Research completed by:

Spoma Jovanovic

2019-2020 Fellow
Professor of Communication Studies
University of North Carolina, Greensboro


Spoma’s project considers the ways and means by which activists express themselves in order to activate civic engagement. She interviewed and wrote stories of activists who have been at the front lines of protest and civil disobedience and created an instructional guide for students and community members to accompany those stories.



Spoma created six detailed curricular assignments prepared as stand-alone activities and focused on free speech boundaries, ethics and activism, participation in municipal politics, voting and elections, news talks, and social movements. The assignments were written to encourage questions in the context of developing knowledge, skills, values, and actions associated with free speech and civic engagement. They include both student instructions and instructor information.

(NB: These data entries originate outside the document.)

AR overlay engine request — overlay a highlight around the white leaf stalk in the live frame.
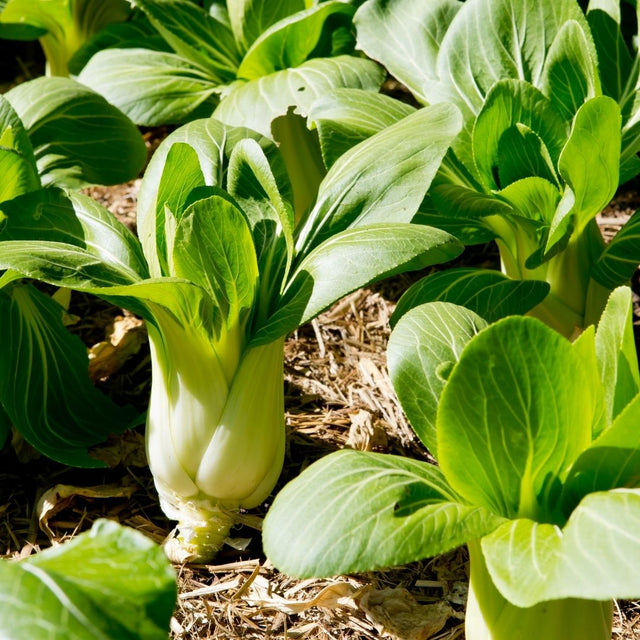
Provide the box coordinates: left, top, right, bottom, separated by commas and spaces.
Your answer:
146, 308, 285, 562
466, 541, 613, 640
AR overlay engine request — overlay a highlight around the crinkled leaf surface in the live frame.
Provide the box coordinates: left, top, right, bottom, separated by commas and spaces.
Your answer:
388, 301, 487, 455
0, 519, 176, 640
263, 449, 502, 577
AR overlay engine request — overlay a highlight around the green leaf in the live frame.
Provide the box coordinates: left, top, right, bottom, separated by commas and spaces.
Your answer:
172, 194, 259, 334
78, 49, 220, 126
263, 449, 502, 577
482, 489, 640, 606
472, 80, 568, 190
496, 176, 561, 225
496, 125, 559, 188
392, 269, 550, 327
430, 183, 514, 220
539, 20, 600, 121
438, 317, 599, 521
0, 519, 176, 640
226, 0, 305, 51
5, 77, 147, 188
134, 0, 241, 82
212, 55, 385, 137
388, 301, 488, 455
296, 103, 463, 253
591, 209, 640, 288
0, 283, 139, 467
594, 286, 640, 423
0, 96, 40, 202
309, 88, 415, 167
237, 1, 355, 80
254, 223, 462, 344
556, 96, 621, 235
0, 189, 148, 281
354, 0, 463, 105
563, 392, 640, 511
587, 6, 634, 103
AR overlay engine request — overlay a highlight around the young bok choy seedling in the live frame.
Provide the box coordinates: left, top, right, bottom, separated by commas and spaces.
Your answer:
263, 286, 640, 640
0, 105, 464, 562
312, 0, 640, 337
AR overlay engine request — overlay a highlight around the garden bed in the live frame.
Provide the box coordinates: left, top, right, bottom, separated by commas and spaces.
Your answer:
2, 165, 640, 640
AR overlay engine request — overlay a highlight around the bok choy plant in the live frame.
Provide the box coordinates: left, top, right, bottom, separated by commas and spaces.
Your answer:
75, 0, 384, 135
0, 0, 132, 76
312, 0, 640, 337
263, 286, 640, 640
0, 104, 464, 561
0, 75, 146, 465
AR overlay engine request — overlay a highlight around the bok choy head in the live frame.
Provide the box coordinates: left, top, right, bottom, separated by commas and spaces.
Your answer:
0, 105, 464, 561
263, 286, 640, 640
314, 0, 640, 337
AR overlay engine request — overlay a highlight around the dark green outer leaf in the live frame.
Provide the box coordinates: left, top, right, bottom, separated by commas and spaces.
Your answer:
388, 301, 488, 455
5, 77, 147, 188
0, 189, 148, 281
263, 449, 502, 578
392, 269, 550, 327
592, 209, 640, 289
0, 284, 139, 467
0, 519, 176, 640
68, 18, 171, 75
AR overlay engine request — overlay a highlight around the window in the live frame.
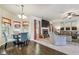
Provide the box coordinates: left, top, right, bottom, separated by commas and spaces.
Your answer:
66, 27, 70, 30
72, 27, 77, 30
60, 27, 64, 30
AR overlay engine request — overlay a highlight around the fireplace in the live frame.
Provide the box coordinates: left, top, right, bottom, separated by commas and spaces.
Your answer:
42, 29, 49, 38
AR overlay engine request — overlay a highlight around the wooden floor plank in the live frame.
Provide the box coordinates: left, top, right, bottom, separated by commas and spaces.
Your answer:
0, 41, 65, 55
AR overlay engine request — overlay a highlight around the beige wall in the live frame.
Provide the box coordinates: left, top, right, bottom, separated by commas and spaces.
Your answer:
0, 7, 16, 46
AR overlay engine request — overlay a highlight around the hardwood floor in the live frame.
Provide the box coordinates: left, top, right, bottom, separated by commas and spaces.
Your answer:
0, 41, 65, 55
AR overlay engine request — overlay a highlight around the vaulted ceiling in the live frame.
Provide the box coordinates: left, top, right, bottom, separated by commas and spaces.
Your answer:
0, 4, 79, 21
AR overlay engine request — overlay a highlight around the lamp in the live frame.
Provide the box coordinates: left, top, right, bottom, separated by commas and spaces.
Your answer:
18, 5, 27, 19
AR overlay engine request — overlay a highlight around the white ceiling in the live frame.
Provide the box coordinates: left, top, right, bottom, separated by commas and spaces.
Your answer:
0, 4, 79, 21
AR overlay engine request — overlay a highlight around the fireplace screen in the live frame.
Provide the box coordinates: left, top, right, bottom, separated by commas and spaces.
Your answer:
42, 29, 49, 38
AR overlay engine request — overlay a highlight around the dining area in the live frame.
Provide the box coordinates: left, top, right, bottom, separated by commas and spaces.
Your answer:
3, 31, 30, 49
13, 32, 29, 47
1, 17, 30, 49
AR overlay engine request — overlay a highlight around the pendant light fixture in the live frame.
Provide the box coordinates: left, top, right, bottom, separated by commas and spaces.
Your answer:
18, 5, 27, 19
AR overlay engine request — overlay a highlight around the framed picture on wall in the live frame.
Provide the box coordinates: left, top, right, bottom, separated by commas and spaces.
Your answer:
14, 24, 21, 29
13, 21, 21, 29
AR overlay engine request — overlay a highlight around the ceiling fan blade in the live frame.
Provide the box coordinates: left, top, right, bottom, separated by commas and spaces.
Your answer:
75, 15, 79, 16
73, 14, 79, 16
16, 5, 19, 7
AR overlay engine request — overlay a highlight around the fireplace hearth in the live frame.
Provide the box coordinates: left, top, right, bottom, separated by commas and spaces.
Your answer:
42, 29, 49, 38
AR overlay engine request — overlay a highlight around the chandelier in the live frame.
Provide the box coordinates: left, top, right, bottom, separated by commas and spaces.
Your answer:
17, 5, 27, 19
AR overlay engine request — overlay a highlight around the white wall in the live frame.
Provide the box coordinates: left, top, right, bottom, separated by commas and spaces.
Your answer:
28, 16, 42, 40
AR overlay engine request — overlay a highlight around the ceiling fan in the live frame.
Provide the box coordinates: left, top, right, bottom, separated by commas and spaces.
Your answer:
63, 10, 79, 19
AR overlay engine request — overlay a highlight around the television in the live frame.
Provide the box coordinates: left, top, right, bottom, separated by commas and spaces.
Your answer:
66, 27, 70, 30
42, 20, 49, 27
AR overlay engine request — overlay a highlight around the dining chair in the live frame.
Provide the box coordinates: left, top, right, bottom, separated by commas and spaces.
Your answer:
20, 32, 29, 47
13, 34, 20, 47
2, 32, 8, 49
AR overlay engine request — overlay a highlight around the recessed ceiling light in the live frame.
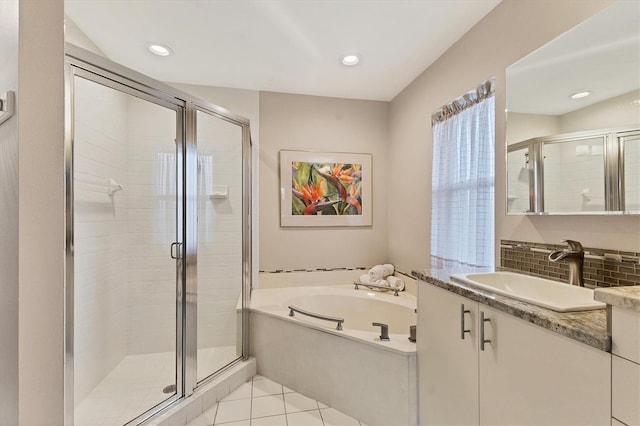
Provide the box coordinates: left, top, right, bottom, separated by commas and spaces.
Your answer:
570, 91, 591, 99
342, 55, 360, 66
632, 99, 640, 106
147, 43, 173, 57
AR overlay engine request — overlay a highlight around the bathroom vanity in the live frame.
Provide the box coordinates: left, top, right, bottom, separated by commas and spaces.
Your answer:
413, 269, 611, 425
595, 286, 640, 426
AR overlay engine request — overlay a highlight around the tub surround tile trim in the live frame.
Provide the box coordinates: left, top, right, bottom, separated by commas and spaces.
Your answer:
411, 268, 610, 352
595, 286, 640, 312
259, 266, 368, 273
501, 240, 640, 288
258, 267, 414, 282
259, 266, 415, 276
258, 267, 416, 295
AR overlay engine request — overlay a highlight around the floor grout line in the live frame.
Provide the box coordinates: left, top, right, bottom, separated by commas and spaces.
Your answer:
212, 403, 219, 426
212, 398, 219, 426
283, 386, 289, 426
201, 376, 362, 426
318, 405, 326, 426
249, 376, 255, 424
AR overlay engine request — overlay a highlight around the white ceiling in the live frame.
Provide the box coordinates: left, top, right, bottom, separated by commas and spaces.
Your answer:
64, 0, 501, 102
506, 0, 640, 116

To advance the importance of the work of local community members, Spoma worked with a team of undergraduate students and fellow faculty to interview and tell stories of ten activists who have been at the front lines of protest and civil disobedience in Greensboro, North Carolina. They selected people who were younger, older, white, Black, and Latinx to illuminate the issues with which they are immersed to speak out, assemble in public spaces, organize tirelessly behind the scenes, and sometimes even engage in civil disobedience. They probed for how these champions have coped or adjusted to disappointments and still persevered, what they consider the value of free speech to be, how they define activism, and what they think we should do to best prepare youth for community and civic engagement.

Each video is accompanied by a discussion guide written and formatted as a one-page handout to assist faculty in guiding conversation and provide students with additional readings and research.